Jonasson's rage was justified. Planning to homestead in Minnesota, he had emigrated from Sweden in July 1865 with his wife, Anna Britta, daughters Christine and Augusta, and 11-year-old twins Anders and Joel. After enduring 43 days at sea, the family met a well-dressed Swede in New York who offered them good jobs near Chicago before heading to Minnesota.
But the man was an agent whose job was to divert immigrants south, filling the labor void left by freed slaves at the end of the Civil War. With neither money nor English language skills, the Jonassons wound up in Richmond, Va., just three months after the Confederate capital fell. Boats shuttled them up the James River to Walker's plantation.
The family was stuck there for nearly eight months, living in ramshackle cabins that had housed slaves. In Virginia's stifling summer heat, so far from Sweden's cool climate, Carl chopped timber to keep Walker warm in winter. He was paid a pittance and grew ill from poor food and hard work.
The Jonassons' immigration detour came to light through the dogged genealogy research of Judy Thomas Malmberg of Lake Elmo. While tracing her husband John's family tree, she learned that Carl and Anna Britta were his great-great-grandparents.
She documented the story through family letters, oral histories and newspaper accounts, and laced her three years of research together into a handsome 127-page book, "Victimized: Swedish Immigrants Labor on a Southern Plantation," which she self-published in 2020.

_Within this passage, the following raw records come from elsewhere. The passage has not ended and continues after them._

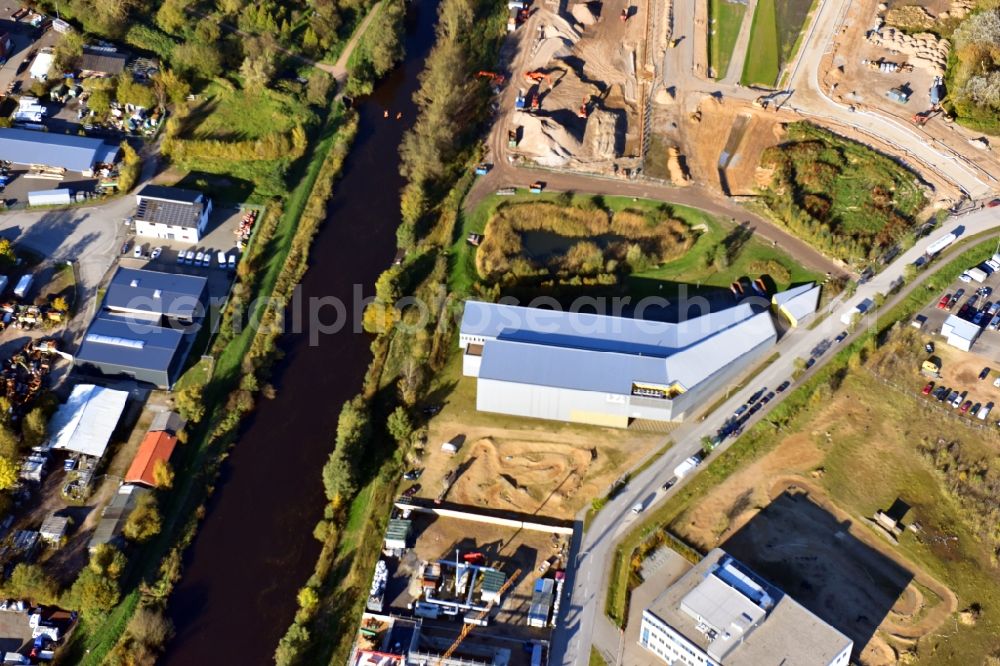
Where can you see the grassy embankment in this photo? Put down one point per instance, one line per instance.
(725, 19)
(695, 270)
(793, 415)
(844, 198)
(775, 35)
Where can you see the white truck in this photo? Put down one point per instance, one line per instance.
(23, 285)
(940, 244)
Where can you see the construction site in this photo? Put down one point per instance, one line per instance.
(455, 586)
(623, 89)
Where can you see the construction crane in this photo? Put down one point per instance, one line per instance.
(466, 628)
(497, 79)
(920, 119)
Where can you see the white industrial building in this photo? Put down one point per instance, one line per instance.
(798, 303)
(959, 332)
(171, 213)
(720, 613)
(604, 370)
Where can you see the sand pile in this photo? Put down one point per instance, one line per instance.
(546, 141)
(582, 13)
(604, 136)
(925, 50)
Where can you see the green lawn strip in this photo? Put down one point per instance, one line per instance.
(761, 438)
(763, 51)
(197, 460)
(665, 280)
(726, 19)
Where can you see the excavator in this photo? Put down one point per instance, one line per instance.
(497, 79)
(920, 119)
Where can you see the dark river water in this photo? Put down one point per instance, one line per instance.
(255, 547)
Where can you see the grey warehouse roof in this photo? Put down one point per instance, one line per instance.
(165, 193)
(67, 151)
(607, 354)
(171, 294)
(128, 343)
(108, 62)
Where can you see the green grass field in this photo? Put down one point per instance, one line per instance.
(726, 17)
(860, 478)
(763, 51)
(663, 280)
(774, 36)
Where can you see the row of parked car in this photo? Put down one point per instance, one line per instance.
(985, 313)
(958, 400)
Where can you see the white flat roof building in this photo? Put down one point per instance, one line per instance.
(959, 332)
(720, 613)
(604, 370)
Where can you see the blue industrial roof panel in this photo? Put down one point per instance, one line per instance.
(67, 151)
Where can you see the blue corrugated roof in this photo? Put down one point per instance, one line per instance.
(67, 151)
(567, 358)
(595, 332)
(156, 353)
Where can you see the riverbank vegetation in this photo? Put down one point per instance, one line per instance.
(244, 129)
(973, 80)
(842, 197)
(379, 428)
(544, 239)
(861, 466)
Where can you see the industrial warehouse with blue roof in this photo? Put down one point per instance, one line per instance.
(55, 151)
(145, 326)
(603, 370)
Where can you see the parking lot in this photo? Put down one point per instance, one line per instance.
(220, 236)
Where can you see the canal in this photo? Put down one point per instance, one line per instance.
(255, 547)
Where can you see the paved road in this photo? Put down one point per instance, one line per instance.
(584, 621)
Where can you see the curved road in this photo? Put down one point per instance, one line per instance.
(584, 620)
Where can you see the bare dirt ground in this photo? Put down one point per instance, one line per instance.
(774, 517)
(525, 465)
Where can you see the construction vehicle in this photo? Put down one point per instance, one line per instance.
(538, 76)
(920, 119)
(476, 620)
(512, 138)
(497, 79)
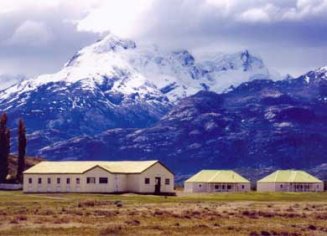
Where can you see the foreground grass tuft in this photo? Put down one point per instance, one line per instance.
(186, 214)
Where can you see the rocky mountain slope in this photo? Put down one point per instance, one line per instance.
(116, 83)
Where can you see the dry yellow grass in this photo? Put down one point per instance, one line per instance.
(212, 214)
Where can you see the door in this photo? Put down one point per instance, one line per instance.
(158, 185)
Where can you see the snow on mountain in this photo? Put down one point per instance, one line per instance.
(149, 70)
(116, 83)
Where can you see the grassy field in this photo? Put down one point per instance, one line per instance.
(186, 214)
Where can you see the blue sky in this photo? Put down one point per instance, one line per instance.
(39, 36)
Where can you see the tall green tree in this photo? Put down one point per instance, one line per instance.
(22, 142)
(4, 147)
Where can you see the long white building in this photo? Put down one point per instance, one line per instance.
(99, 177)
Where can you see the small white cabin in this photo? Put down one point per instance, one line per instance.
(217, 181)
(290, 181)
(99, 177)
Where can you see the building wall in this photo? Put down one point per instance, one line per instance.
(116, 182)
(160, 171)
(290, 187)
(216, 187)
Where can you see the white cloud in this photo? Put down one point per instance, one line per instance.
(31, 33)
(122, 17)
(56, 29)
(255, 15)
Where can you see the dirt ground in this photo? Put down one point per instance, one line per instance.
(214, 214)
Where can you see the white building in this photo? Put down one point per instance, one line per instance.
(290, 181)
(217, 181)
(99, 177)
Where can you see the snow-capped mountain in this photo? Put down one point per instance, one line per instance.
(259, 124)
(8, 80)
(116, 83)
(127, 68)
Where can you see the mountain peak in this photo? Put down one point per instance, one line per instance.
(112, 43)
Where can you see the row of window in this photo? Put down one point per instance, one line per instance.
(223, 187)
(147, 181)
(89, 180)
(300, 186)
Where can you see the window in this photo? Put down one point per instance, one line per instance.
(90, 180)
(103, 180)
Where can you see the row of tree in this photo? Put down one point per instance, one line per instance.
(5, 149)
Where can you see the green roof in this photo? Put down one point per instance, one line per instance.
(217, 176)
(289, 176)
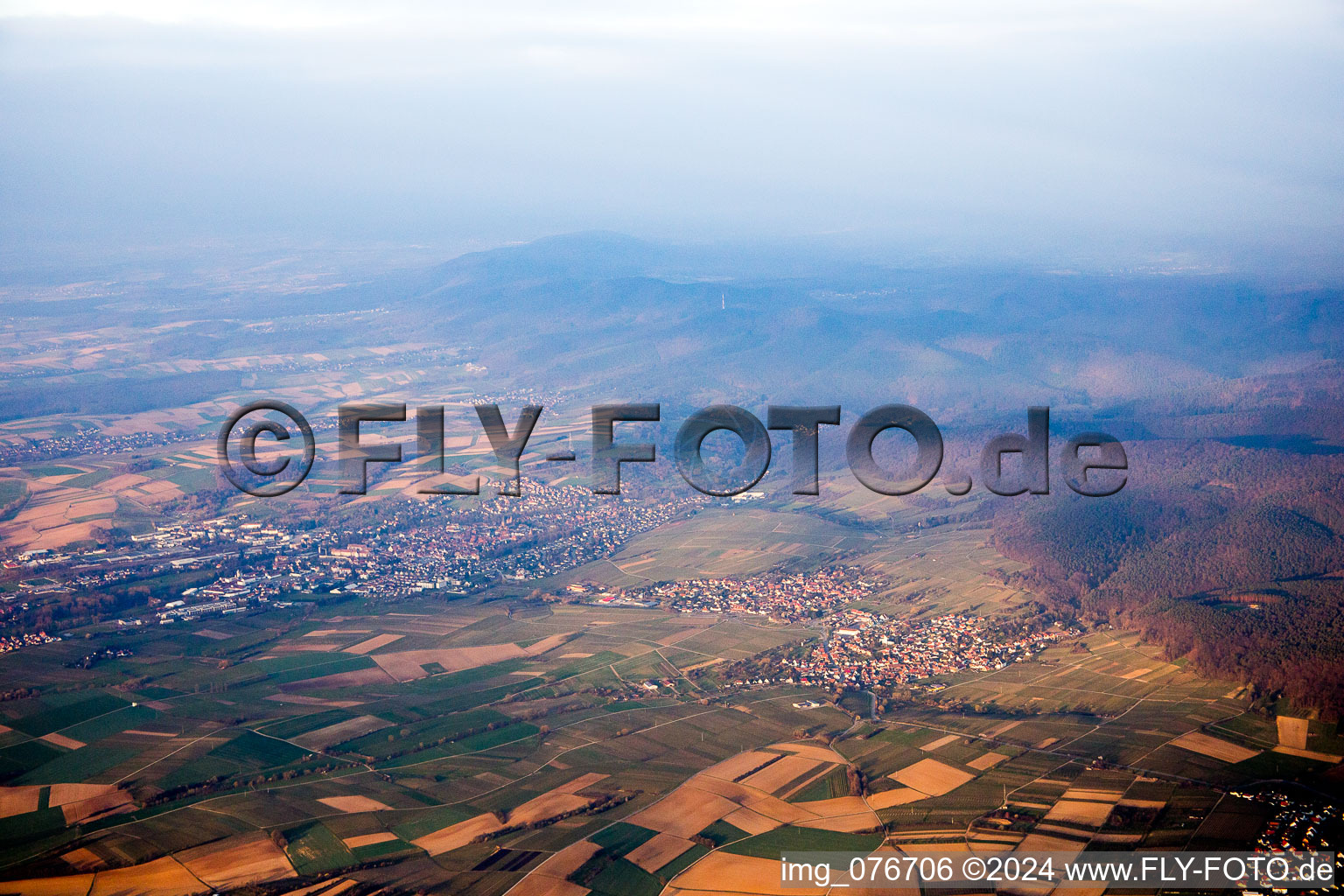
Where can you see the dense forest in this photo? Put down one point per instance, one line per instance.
(1228, 556)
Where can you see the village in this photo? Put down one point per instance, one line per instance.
(865, 649)
(420, 547)
(779, 597)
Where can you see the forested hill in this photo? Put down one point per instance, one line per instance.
(1228, 556)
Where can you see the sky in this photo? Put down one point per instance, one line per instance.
(1194, 135)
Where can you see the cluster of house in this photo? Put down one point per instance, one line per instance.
(17, 641)
(781, 597)
(421, 547)
(865, 649)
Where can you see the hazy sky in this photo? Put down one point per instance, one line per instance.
(1208, 132)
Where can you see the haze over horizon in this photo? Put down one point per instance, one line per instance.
(1120, 135)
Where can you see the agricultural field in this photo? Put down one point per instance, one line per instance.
(506, 743)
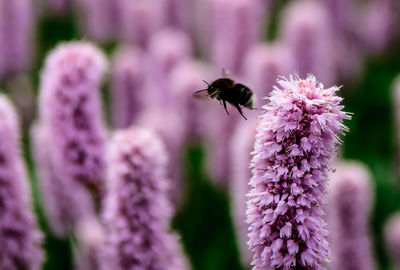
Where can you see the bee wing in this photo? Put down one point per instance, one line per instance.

"I'm still shocked by what I found; it's not very well known," Malmberg said. "But it happened to hundreds of Swedes as wicked plantation owners used so-called runners who blatantly lied to get workers down South, where they were they were paid next to nothing."
"We work hard all day, at night sleep on a hard brick floor," a duped Swede on another Goochland County plantation wrote his cousin in Iowa. "Yes, the slaves are freed, but we are treated almost like slaves."